# Greetings from Mt. Ararat Lodge 44 in Bel Air MD.



## MDent (Nov 16, 2014)

Hello Brethren,

I was made a Mason in February of this year and raised to the sublime degree of Master Mason in August. it has been with great pleasure that I have enjoyed being brought to light in Masonry and established a great relationship with with the Brethren of my lodge. I look forward to spending some time hear and getting to know everyone.

Bro. Mike Dent
mt. Ararat Lodge 44
Bel Air MD.


----------



## Bro.
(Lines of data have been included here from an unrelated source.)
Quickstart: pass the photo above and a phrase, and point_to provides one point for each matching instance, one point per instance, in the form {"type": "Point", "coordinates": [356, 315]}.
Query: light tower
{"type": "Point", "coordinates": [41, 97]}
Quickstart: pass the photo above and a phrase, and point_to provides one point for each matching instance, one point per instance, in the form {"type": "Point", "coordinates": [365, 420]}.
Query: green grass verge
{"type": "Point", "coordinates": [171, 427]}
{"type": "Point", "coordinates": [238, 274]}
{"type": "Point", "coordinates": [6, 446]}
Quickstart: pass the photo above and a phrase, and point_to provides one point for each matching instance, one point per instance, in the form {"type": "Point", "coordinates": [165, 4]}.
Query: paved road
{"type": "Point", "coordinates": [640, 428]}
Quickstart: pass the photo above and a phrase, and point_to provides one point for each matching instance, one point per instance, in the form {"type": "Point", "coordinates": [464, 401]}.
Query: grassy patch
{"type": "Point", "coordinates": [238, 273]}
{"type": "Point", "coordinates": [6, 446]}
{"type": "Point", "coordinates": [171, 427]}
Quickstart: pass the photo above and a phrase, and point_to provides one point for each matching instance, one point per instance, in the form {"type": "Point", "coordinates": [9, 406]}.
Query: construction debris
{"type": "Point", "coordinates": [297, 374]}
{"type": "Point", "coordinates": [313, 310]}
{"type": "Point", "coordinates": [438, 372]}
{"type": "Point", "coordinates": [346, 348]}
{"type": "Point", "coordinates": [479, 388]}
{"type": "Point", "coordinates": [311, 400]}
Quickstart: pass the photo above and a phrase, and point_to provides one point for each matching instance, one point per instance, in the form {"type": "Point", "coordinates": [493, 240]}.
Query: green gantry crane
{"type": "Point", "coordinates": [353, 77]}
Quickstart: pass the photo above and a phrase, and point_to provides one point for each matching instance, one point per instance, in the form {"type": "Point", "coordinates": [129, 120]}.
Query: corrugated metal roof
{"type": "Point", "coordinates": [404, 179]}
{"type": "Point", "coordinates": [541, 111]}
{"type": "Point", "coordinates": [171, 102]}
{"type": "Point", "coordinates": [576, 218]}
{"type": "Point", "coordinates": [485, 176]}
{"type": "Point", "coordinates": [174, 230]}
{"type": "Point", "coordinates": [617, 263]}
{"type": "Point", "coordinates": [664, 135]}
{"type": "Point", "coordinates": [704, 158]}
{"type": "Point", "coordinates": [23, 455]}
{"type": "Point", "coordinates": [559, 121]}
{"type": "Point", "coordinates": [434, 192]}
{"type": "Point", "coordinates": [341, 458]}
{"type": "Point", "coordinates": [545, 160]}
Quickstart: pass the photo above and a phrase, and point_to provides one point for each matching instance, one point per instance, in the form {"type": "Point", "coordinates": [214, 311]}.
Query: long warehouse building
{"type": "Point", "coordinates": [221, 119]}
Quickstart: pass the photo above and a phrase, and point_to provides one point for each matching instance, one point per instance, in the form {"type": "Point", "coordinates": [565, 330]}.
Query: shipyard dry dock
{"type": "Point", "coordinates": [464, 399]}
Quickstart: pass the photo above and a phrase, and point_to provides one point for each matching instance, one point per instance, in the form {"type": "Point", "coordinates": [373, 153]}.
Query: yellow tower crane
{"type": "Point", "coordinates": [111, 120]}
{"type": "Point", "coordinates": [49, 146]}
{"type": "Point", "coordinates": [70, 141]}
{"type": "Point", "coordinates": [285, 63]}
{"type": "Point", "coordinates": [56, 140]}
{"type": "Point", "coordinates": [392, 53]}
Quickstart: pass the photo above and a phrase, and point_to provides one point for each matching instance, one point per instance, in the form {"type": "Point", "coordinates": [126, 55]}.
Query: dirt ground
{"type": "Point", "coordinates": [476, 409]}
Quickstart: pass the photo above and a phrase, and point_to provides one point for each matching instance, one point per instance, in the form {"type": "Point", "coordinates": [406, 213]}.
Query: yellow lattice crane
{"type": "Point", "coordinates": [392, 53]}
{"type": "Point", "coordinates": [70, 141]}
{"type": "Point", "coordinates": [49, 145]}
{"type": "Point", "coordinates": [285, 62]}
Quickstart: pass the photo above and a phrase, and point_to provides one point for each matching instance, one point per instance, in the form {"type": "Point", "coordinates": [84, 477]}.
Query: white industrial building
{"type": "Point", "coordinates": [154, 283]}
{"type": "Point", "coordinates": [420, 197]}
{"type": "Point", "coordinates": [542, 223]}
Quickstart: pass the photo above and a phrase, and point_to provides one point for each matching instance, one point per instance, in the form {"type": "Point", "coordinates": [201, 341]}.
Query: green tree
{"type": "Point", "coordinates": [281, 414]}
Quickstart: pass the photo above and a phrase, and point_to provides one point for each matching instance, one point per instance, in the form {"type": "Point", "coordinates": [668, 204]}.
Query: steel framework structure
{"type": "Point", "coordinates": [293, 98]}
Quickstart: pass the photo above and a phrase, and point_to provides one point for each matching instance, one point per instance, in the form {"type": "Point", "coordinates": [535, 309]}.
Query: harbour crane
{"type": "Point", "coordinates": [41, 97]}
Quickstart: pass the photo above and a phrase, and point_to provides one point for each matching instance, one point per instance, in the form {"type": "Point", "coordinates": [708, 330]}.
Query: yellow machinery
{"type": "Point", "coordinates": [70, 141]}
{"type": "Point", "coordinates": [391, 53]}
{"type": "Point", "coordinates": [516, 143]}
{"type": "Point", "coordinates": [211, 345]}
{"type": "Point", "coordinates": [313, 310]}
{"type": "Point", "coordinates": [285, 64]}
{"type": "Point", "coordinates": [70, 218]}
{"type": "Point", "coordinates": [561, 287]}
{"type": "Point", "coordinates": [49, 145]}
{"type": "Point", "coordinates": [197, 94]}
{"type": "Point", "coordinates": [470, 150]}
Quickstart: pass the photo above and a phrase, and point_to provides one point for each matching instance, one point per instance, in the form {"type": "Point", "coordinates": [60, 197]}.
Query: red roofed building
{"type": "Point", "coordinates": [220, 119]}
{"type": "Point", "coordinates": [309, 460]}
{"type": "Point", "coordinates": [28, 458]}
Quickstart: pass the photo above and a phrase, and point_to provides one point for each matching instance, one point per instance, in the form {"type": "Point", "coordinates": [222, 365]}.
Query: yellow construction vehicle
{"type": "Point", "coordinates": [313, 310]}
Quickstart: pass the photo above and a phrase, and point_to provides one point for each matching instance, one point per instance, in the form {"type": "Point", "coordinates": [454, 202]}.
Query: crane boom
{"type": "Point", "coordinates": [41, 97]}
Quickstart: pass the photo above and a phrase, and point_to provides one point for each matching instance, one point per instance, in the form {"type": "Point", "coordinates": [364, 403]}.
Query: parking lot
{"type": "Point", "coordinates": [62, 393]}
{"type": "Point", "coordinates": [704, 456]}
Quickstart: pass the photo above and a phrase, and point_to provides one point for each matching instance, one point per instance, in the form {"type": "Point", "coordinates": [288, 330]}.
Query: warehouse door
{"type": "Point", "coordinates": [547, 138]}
Stewart P.M. (Nov 17, 2014)

Welcome, Brother Mike!


----------



## KSigMason (Nov 17, 2014)

Greetings and welcome aboard.


----------



## MaineMason (Nov 17, 2014)

Greetings and welcome and congratulations on your raising, Bro. Dent! With fraternal greetings, 
MaineMason/Bro. Harris
Casco Loge # 36, Jr. Deacon
Cumberland/Mt. Vernon Chapter RAM #1
Massachusetts Consistory, 32nd Degree, Valley of Boston


----------



## MDent (Nov 17, 2014)

Thanks Brothers,

I am looking forward to getting to know everyone and joining in some of the discussions.


----------